The details in the study were that people with private insurance were less likely than folks with Medicare to have a personal physician and more likely to have unstable insurance coverage. Compared with people enrolled in Medicaid, members of private insurance plans were more likely to have medical debt.

It’s important to know that the incidence of medical bankruptcy fell within two years of the implementation of the Affordable Care Act. “The ACA expanded coverage to millions of poor and near-poor families between 2014 and 2016, and the obtaining of health insurance may have staved off financial ruin, perhaps
through a lower accumulation of medical debt,” the study concludes.

Nonetheless, the ACA has not been a panacea ridding Americans of the threat of medical bankruptcy and financial toxicity of health care costs borne by U.S. households.
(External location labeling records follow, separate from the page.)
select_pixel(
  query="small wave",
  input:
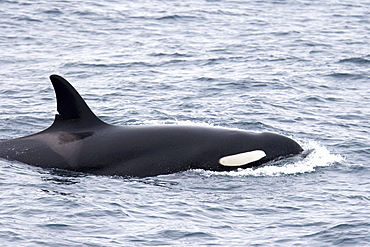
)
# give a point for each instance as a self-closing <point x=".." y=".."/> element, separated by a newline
<point x="356" y="60"/>
<point x="318" y="156"/>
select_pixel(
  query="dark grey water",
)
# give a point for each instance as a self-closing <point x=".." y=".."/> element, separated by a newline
<point x="298" y="68"/>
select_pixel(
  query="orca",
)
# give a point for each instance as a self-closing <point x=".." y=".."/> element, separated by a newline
<point x="79" y="141"/>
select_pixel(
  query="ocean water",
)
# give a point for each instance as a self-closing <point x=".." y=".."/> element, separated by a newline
<point x="300" y="68"/>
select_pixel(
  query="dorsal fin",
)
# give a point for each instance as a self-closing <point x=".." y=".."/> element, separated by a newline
<point x="70" y="104"/>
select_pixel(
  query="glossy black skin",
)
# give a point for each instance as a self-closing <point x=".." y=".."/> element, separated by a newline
<point x="79" y="141"/>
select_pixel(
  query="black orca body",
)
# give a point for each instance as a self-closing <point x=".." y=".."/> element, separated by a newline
<point x="79" y="141"/>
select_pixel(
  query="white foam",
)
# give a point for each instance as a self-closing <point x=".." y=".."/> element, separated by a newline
<point x="318" y="157"/>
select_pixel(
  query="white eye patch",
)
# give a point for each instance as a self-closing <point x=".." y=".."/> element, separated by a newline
<point x="242" y="158"/>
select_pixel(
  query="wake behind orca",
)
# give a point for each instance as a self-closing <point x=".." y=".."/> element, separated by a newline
<point x="79" y="141"/>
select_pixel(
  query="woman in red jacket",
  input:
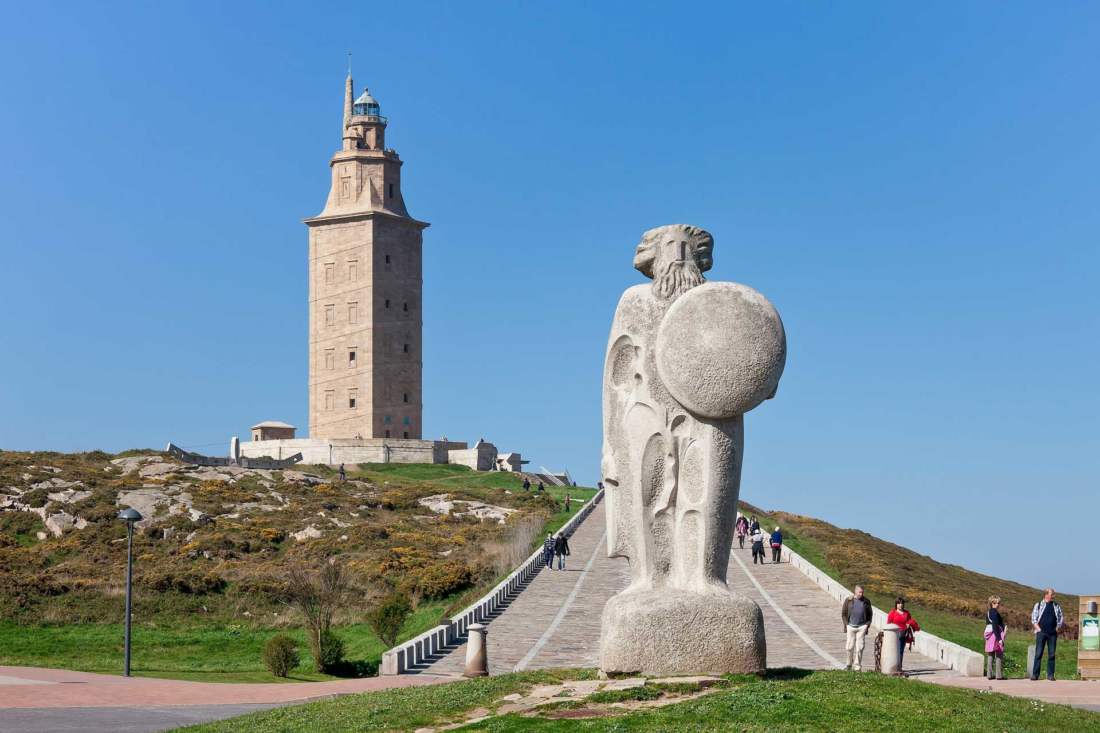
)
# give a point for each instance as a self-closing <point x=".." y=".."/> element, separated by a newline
<point x="906" y="625"/>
The “Affordable” adjective in the Act’s title has been elusive, and we continue to see a dozen states still not expanding Medicaid to enable health care insurance access to millions of uninsured people. So while we who believe in health care as a civil right and universal health coverage a national objective, we have much work to do to ensure U.S. consumers evolve toward full health citizenship.

As a postscript – on the prescription drug pricing front – watch the line-item in the Gallup-West Health study on driving pricing and U.S. health citizens’ cross-party concurrence for greater regulation. A new poll from STAT looked at the FDA approval process for Aduhelm, the new-new therapy for Alzheimer’s Disease.

Aduhelm is currently has a list price of $56,000 for one year of treatment.

The last graph comes from the survey, conducted by The Harris Poll last week (June 11-13, 2021). The lowest line on the chart shows consumers agreeing with the statement, “I believe the drug is priced fairly.”

Only 15% “strongly agree” that the drug is priced fairly, and 22% “somewhat” agree. One-third are not sure about the pricing, and 28% disagree with the fair-price statement.

There is in Congress some bipartisan concurrence for drug price regulation evolving. In the post-pandemic era, health care costs are rising in health consumers’ minds and at kitchen tables once again, taking the place they had pre-pandemic in polls on Americans’ top health care concerns. This goes, too, for hospitals with respect to surprise billing and out-of-network costs. Watch for the health care stakeholder lobbies to be lobbing campaigns about the value of spending on hospitals, physician care, insurance, and pharma like this new AHIP report.